Ligapedianews.com Pertanyaannya tidak seberapa cepat Ibukota bersaing dengan Singapura atau Kuala Lumpur, tetapi seberapa serius Ibukota Indonesia melindungi warganya sendiri.
Jakarta – Ibukota Indonesia semakin tua. Usianya pada masa kini 498 tahun.
Meski status Ibukota tidak lagi ibu kota negara secara administratif, pada praktik sehari-hari kota ini masih memegang kendali kegiatan ekonomi nasional. Aktivitas kegiatan bisnis juga finansial tetap saja terpusat di area Jakarta, menjadikannya magnetik urbanisasi yang dimaksud sulit ditandingi.
Di balik ramainya perekonomian kota, tersimpan tantangan besar: peningkatan yang dimaksud gemilang menghadapi nama kota, mestinya juga menjangkau seluruh warganya.
Menurut data BPS, per September 2024, tingkat kemiskinan DKI Ibukota memang sebenarnya turun ke bilangan 4,14 persen, terendah sejak Maret 2020. Namun, di dalam ketika bersamaan, ketimpangan justru melebar.
Gini Ratio meningkat dari 0,423 pada Maret 2024, menjadi 0,431 pada September 2024. Ketimpangan pengeluaran tetap memperlihatkan tinggi, dengan kelompok 20 persen teratas menguasai 51,14 persen total pengeluaran penduduk, sementara 40 persen terbawah cuma memperoleh 16,15 persen. Hal ini bukanlah sekadar ketimpangan angka, tetapi juga ketimpangan kesempatan lalu akses.
Dari sisi pekerjaan, tekanan tak kalah besar. Fakta Sakernas Februari 2025 menunjukkan bahwa dari 5,14 jt penduduk bekerja, sebanyak 37,95 persen dalam antaranya berada di dalam sektor informal. Itu berarti sekitar 1,95 jt pekerja Ibukota bekerja tanpa kontrak tetap, tanpa proteksi sosial, dan juga tanpa kepastian penghasilan. Bahkan, proporsi ini meningkat dibandingkan dengan tahun sebelumnya.

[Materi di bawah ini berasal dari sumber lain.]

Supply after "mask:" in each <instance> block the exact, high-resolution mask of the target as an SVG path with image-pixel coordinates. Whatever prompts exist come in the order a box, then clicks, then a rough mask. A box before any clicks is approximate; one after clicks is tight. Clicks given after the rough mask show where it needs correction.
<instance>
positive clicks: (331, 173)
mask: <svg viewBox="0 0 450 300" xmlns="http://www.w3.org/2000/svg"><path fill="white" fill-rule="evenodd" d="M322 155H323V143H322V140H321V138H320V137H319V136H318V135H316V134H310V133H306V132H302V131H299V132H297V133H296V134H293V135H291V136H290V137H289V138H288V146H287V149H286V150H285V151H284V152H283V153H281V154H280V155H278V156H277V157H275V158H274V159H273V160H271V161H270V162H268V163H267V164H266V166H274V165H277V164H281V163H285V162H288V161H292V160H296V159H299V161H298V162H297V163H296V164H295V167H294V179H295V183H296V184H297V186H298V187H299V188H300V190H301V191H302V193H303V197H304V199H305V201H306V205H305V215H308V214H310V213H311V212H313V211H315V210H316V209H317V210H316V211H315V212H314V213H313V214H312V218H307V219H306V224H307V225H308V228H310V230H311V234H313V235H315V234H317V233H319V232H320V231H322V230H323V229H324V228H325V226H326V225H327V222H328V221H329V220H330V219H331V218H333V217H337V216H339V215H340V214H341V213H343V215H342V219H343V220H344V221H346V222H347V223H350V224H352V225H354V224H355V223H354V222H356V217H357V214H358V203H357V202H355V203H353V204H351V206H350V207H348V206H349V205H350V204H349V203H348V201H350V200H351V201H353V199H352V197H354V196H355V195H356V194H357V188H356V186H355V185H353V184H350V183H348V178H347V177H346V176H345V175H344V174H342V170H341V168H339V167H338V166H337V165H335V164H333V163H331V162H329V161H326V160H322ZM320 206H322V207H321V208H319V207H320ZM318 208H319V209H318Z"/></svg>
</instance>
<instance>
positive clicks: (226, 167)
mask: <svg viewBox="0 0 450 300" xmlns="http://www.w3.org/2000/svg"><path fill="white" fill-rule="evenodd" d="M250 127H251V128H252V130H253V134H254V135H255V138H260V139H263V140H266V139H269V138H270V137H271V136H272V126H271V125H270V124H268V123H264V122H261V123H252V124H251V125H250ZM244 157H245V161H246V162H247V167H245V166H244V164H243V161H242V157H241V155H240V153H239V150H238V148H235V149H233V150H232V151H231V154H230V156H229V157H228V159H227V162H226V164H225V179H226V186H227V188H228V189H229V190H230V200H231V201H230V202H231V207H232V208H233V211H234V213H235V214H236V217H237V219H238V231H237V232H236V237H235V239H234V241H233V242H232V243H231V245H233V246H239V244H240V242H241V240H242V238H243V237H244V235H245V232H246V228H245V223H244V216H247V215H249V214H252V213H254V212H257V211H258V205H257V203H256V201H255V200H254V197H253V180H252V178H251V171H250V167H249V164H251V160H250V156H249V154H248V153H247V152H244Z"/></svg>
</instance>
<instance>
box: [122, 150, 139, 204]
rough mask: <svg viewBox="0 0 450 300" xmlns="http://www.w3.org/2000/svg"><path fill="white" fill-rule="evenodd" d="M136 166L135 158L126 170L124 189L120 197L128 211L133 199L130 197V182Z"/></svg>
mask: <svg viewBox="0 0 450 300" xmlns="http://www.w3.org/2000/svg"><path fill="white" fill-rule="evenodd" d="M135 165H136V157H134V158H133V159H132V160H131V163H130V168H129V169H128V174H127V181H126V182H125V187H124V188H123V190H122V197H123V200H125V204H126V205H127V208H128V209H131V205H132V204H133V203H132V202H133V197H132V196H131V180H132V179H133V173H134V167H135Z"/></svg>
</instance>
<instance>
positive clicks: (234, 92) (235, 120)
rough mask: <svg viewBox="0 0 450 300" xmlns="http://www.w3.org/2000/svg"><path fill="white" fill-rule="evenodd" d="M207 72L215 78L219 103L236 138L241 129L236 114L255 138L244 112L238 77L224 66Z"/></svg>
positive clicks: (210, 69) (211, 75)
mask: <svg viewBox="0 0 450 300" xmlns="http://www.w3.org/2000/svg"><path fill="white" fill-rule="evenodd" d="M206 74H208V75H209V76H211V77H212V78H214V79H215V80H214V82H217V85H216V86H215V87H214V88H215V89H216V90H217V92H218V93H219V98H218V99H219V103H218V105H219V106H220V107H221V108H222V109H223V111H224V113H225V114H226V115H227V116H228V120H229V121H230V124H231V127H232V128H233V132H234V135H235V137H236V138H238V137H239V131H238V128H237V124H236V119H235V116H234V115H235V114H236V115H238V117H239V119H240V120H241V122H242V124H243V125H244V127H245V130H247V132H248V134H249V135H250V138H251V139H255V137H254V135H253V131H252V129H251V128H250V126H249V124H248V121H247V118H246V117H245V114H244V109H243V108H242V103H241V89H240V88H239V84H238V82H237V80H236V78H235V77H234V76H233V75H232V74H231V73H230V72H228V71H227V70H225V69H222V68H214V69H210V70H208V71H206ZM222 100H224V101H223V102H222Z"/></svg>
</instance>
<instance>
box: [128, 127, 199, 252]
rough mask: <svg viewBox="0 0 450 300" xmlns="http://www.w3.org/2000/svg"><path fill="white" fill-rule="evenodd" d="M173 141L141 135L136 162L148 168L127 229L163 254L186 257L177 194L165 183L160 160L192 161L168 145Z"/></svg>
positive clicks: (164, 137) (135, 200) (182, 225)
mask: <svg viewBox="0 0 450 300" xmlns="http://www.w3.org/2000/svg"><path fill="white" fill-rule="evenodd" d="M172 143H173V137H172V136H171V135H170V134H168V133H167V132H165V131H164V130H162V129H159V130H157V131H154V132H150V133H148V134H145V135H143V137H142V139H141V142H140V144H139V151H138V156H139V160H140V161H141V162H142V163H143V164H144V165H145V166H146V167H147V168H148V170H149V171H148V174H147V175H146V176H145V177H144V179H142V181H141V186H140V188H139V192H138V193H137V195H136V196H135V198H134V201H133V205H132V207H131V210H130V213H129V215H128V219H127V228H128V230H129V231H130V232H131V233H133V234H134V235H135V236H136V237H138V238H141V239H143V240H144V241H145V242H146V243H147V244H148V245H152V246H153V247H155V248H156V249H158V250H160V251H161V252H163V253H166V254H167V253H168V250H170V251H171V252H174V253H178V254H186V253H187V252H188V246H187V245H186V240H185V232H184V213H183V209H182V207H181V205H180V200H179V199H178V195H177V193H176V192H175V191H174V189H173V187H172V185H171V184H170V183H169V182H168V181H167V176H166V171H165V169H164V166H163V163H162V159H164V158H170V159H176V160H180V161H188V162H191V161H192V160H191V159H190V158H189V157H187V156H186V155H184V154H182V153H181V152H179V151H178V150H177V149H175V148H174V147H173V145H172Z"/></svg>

Sementara itu, Taraf Pengangguran Terbuka (TPT) juga naik 0,15 persen poin dari Februari 2024, menjadi 6,18 persen.
Pekerja informal bukanlah sekadar kategori statistik. Mereka adalah penjual kaki lima, pengemudi ojek daring, pekerja rumah tangga, kurir, tukang parkir, buruh lepas proyek yang dimaksud menjadi wajah keseharian Jakarta. Mereka menghidupi kota, tetapi tidak ada dihidupi kota.
Banyak dari dia tinggal di dalam hunian tiada layak, mengandalkan pendapatan harian yang dimaksud tidak ada pasti, serta mengurus anak-anak yang digunakan kesulitan mengakses sekolah bermutu.
Dalam data ketenagakerjaan terbaru, terlihat bahwa mayoritas pekerja Ibukota Indonesia berpendidikan menengah ke bawah. Hanya 16,87 persen penduduk bekerja yang mana lulus perguruan tinggi (Diploma IV, S1, S2, S3).
Sementara itu, lulusan SMK justru mencatatkan data tingkat pengangguran tertinggi: 9,07 persen. Ini adalah mencerminkan dislokasi antara sistem lembaga pendidikan vokasi juga keperluan riil bursa kerja.
Kemiskinan serta pekerjaan informal saling terkait. Dengan garis kemiskinan September 2024 di dalam Ibukota Indonesia sebesar Rp846.085 per kapita per bulan, berbagai warga yang tersebut mungkin saja bukan tergolong miskin secara statistik, tetapi masih hidup di kerentanan tinggi.
Penghasilan mereka belaka sedikit pada melawan garis itu, tapi setiap bulan harus memilih antara membayar sewa, membeli makanan, atau membayar sekolah anak. Mereka hidup di ketidakpastian, pada antara statistik yang tiada mencatatkan data kegelisahan mereka.
Dilarang keras mengambil konten, melakukan crawling atau pengindeksan otomatis untuk Teknologi AI pada situs web ini tanpa izin tertoreh dari Kantor Berita ANTARA.